Because I was pregnant and/or nursing my kids for the next four years or so, I didn't have the followup mammogram, but I did have an ultrasound, which showed minuscule changes in the cyst. Again, nothing to worry about.

So now I'm 40, and it's time for me to have regular mammograms, and that first one at 40 (my second overall) is in the books. I haven't gotten the results, but I don't get worried about the results until someone gives me something to worry about. I'm sure everything is fine.

Because of my family history, and because a cyst was found when I was 35, you can bet that getting a regular mammogram will be high on my priority list. Does it hurt? No. It's awkward and uncomfortable but it's a quick and easy process. Ten minutes, tops.

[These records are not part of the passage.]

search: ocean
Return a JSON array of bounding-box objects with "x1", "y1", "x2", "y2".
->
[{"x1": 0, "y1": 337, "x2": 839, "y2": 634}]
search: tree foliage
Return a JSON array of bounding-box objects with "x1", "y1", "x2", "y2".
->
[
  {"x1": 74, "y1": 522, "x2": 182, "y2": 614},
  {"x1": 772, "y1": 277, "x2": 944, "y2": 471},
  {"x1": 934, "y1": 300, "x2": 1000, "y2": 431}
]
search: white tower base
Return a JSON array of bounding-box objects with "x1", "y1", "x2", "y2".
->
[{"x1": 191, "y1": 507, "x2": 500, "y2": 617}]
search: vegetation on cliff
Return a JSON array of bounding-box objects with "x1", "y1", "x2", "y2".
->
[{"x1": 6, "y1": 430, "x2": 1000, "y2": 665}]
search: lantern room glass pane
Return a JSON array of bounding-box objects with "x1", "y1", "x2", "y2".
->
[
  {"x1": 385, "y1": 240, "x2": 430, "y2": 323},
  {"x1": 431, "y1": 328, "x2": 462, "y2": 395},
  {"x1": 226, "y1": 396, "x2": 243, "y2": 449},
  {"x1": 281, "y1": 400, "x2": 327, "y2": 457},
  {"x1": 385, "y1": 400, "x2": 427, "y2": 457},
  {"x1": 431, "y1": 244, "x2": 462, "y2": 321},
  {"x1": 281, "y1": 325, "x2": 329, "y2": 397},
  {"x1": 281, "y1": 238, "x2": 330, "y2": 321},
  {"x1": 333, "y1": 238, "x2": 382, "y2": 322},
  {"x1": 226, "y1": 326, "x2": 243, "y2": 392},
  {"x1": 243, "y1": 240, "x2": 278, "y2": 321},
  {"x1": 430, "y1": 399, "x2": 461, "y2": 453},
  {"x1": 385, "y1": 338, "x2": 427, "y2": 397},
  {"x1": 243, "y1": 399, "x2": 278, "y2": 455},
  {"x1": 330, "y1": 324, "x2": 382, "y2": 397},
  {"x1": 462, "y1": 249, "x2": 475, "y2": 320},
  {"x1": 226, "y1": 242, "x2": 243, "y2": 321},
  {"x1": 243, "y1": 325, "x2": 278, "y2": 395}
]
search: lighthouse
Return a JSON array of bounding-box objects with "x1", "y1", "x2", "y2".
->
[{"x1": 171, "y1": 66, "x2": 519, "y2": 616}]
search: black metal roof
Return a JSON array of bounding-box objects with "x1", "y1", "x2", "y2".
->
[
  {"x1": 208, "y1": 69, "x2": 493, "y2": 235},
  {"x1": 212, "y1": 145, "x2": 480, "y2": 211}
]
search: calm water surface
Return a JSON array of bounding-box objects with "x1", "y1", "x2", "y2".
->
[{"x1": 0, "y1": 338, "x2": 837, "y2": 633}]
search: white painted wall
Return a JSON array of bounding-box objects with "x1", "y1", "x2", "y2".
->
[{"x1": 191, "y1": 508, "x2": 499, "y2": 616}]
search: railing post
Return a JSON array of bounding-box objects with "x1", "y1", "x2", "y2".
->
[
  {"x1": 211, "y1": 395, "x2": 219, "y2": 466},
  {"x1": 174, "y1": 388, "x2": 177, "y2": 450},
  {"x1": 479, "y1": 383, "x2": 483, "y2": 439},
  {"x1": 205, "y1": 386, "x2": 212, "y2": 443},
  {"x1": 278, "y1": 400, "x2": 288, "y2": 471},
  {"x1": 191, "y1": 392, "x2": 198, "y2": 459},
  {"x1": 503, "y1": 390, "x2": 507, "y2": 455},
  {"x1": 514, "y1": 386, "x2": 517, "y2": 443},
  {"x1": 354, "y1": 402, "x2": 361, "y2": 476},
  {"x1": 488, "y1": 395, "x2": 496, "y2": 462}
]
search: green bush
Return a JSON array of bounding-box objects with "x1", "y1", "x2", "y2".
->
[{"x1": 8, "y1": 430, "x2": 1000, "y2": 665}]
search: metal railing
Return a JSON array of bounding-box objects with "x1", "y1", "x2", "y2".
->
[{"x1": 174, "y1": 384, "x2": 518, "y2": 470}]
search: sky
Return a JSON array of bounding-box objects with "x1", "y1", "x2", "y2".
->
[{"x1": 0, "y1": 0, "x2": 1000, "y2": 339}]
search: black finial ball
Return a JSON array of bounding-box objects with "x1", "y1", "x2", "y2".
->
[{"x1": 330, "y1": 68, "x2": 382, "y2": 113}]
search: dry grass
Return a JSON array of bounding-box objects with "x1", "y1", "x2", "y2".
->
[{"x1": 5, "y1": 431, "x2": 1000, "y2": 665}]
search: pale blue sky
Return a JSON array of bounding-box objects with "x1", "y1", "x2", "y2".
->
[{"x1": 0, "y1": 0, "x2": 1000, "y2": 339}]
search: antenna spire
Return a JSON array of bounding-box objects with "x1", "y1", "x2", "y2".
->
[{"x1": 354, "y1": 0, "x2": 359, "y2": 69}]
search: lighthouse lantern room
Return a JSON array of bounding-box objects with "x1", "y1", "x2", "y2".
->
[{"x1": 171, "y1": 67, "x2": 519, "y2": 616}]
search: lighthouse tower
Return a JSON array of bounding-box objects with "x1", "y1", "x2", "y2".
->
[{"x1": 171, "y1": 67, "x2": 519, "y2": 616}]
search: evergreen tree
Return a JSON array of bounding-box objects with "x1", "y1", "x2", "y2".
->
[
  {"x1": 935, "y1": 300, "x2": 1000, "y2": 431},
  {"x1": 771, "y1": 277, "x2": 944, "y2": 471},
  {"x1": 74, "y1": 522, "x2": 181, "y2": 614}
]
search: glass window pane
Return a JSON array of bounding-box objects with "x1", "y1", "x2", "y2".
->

I've known too many young, young women who have died from breast cancer. They were moms with young children and husbands. They, too, lived with the disease for many years, fighting until their bodies just couldn't fight anymore. They were so brave, and so inspiring.

I can only hope that, God forbid, I were ever fighting the same battle, I could show half the courage they did.

Hopefully, though, by getting regular mammograms, if I do develop breast cancer it will be caught early enough that I can beat it.

In 2011, there were more than 2.5 million breast cancer survivors in the U.S., according to the Harford County Health Department.

"If all women age 40 and older took advantage of these breast cancer screening methods, that is, clinical breast exam and mammogram, breast cancer death rates would decline considerably more," Wendy Richard, Breast and Cervical Cancer Program coordinator for the health department, said in a press release.

In recognition of October as National Breast Cancer Awareness Month, see your doctor about getting a mammogram, especially if you're 40 or older or you have a family history. It could save your life.